More Treasury Tales

As you probably know Dan’s away for the next fortnight so the Thomson private equity team is taking it in turns to fill his shoes while he is on holiday. First up is me, Tom Allchorne, the associate editor of EVCJ, and, I think, the first ever none American to do the Wire. As such, you can expect a bit of a British flavour to today’s post. 

The UK’s new Prime Minister Gordon Brown hasn’t been in the job a week and he’s already got plenty on his plate, even without the failed terrorist attacks at the weekend, which will surely overshadow all news stories in the short- term, including the final hearing of the Treasury Select Committee which has already heard from the British Venture Capital Association, trade union representatives and four European buyout chiefs (more can be found here http://www.evcj.com/story.asp?sectioncode=845&storycode=239024). 

A last minute addition to tomorrow’s line-up has been CVC and Charterhouse, representatives of which will be there in as a result of the recent merger of the AA, the UK’s automobile repair and insurance group – owned, of course, by Permira – and Saga, the insurance group owned by the two aforementioned firms. The merger seems to have upset the trade unions and as such the committee has asked CVC and Charterhouse to turn up tomorrow for a bit of a chat. 

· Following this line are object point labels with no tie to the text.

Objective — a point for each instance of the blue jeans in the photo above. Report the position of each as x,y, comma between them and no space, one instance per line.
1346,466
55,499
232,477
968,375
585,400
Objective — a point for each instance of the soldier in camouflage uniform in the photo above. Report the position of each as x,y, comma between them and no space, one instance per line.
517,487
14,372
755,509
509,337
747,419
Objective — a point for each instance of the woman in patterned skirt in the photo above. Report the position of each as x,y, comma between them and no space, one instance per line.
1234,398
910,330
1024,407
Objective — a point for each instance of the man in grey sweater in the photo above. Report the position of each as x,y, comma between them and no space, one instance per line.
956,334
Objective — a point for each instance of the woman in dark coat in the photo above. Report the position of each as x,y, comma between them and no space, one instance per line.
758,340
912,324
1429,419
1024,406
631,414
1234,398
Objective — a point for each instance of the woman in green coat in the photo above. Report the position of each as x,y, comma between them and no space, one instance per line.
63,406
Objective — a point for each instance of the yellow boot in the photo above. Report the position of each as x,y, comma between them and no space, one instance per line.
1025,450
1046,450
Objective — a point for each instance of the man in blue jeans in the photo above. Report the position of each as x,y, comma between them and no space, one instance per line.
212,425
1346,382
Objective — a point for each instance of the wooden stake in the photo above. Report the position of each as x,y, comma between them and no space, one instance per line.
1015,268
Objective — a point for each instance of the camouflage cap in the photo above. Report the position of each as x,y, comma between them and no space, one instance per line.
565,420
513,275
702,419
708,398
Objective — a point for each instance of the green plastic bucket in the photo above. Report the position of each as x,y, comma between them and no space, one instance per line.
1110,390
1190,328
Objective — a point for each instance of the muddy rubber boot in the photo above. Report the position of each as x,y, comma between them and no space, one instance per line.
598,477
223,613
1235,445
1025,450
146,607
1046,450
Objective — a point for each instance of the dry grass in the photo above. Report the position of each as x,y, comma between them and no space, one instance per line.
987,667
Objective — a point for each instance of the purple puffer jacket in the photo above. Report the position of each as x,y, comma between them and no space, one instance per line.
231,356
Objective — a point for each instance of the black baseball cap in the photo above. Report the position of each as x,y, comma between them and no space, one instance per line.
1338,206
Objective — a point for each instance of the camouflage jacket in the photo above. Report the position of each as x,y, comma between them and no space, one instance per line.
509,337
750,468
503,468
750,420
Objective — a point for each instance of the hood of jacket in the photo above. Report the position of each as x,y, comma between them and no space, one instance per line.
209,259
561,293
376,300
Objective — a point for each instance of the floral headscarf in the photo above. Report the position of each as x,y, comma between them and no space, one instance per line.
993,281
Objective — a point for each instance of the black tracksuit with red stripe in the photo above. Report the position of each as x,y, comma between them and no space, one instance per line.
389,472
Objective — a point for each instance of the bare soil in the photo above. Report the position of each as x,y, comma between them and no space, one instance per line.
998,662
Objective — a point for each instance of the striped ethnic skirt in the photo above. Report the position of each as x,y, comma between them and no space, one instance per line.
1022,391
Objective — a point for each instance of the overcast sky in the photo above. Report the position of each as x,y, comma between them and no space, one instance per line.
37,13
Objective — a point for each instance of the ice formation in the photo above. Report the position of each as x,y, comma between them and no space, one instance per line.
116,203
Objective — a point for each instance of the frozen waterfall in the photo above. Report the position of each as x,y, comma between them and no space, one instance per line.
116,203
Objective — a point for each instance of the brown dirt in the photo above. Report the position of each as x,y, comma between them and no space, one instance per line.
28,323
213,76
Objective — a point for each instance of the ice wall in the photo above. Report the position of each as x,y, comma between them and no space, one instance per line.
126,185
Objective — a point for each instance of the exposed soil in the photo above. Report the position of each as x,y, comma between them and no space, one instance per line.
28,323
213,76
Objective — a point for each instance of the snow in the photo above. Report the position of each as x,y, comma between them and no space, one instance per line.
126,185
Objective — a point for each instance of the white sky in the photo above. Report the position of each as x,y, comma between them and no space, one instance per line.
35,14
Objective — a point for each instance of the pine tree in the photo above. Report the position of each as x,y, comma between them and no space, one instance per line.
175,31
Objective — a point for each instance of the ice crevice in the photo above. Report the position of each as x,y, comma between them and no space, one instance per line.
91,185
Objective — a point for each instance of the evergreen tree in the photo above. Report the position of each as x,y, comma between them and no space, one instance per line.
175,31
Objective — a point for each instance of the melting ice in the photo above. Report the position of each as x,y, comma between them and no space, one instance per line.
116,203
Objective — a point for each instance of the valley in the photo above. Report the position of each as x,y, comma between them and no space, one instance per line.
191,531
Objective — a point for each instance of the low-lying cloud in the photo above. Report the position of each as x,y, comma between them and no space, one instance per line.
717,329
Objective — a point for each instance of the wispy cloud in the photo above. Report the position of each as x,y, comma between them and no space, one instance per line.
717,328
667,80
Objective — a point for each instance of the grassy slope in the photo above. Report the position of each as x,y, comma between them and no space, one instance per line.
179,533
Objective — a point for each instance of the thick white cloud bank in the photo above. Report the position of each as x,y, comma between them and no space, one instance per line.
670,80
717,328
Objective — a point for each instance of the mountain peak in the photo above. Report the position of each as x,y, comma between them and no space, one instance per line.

Maybe this sort of thing shouldn’t matter, but it was a bit of a strange time to announce such a big merger – £6.15bn – of two well known names in the midst of the current storm surrounding the industry in the UK. It was always going to be seized on by the anti-private equity brigade who, whenever they see the word “merger” assume it also means “job losses”, which of course it might well do. Well, expect CVC and Charthouse to give a presumably robust defence of the deal, armed to the teeth as they surely will be with all the salient facts. 

After them (or before them, the new schedule not’s been made clear yet), it’s the turn of Sir David Walker, the former chairman of Morgan Stanley and current chairman of a private equity working group on transparency and disclosure set-up by the BVCA in March. It’s even got its own website if you’re interested (http://www.walkerworkinggroup.com), although it doesn’t reveal very much. The group was established to tackle some of the criticisms the industry was and continues to face, namely in regards to its perceived secrecy, but also to ensure that any solutions to such problems didn’t overwhelm smaller businesses with new reporting requirements. The working group will produce a voluntary code addressing the levels of disclosure and how PE-backed companies communicate with its wide-range of stakeholders. It is due to report in the Autumn, and presumably the Treasury Committee tomorrow will want a progress report. 

The challenge for private equity is to get in there first. There is no point in sitting back in the middle of the transparency storm and waiting for governments and regulators – which have hitherto shown a rather limited understanding of just how the industry works – to slap new rules down. Private equity needs to take the front foot and demonstrate its ability to regulate itself; as such, Sir David’s comments tomorrow should prove important. 

Sir David will be followed by the Financial Services Authority (FSA), the body responsible for regulating the UK financial services industry. A lot of GPs were pleasantly surprised – and relieved – when the FSA published its report into private equity last year. No-one really knew what to expect but many were beginning to feel the heat that increased regulation was only a step away. They needn’t have worried because the FSA was in actual fact pretty dull – broadly supportive of the role private equity plays in the economy with a few caveats about excessive leverage, market abuse and conflicts of interest 

There were a few other risks highlighted but they were quite minor and vague that they could be applied to almost any industry. Of course, this wouldn’t have been the impression had you read any of the newspaper reports at the time, which made the FSA report sound apocalyptical – but then I suppose ‘Financial watchdog slams debt levels’ is more exciting than ‘Regulator supports private equity’. 

In the last month the FSA has made some further announcements following feedback to its report, and now looks like it will be asking banks to hand in bi-annual reports on their LBO exposure, calling form private equity firms to report on committed capital as well as drawn down capital. Expect the FSA to essentially reiterate the above. You can even see for yourself at a webcast on http://www.parliamentlive.tv/ 

*** On a highly related note, at the EVCA Symposium a few weeks ago in Rome I must have had at least half a dozen conversations with GPs and LPs based in Continental Europe whose first or second question was always “So, do you think that Gordon Brown will come down hard on private equity?” They usually said this with a smirk on their face – read into that what you will – but I was a bit taken aback but the frequency of the question, but then again this was the day after the BVCA Chairman Peter Linthwaite resigned following his mauling by the Treasury Select Committee. My answer then is the same now: not really. I think increased regulation is a certainty and there may very well be some changes to the way carried interest is treated but, as always, the model will just be tweaked so I doubt anything major is on the cards (famous last words).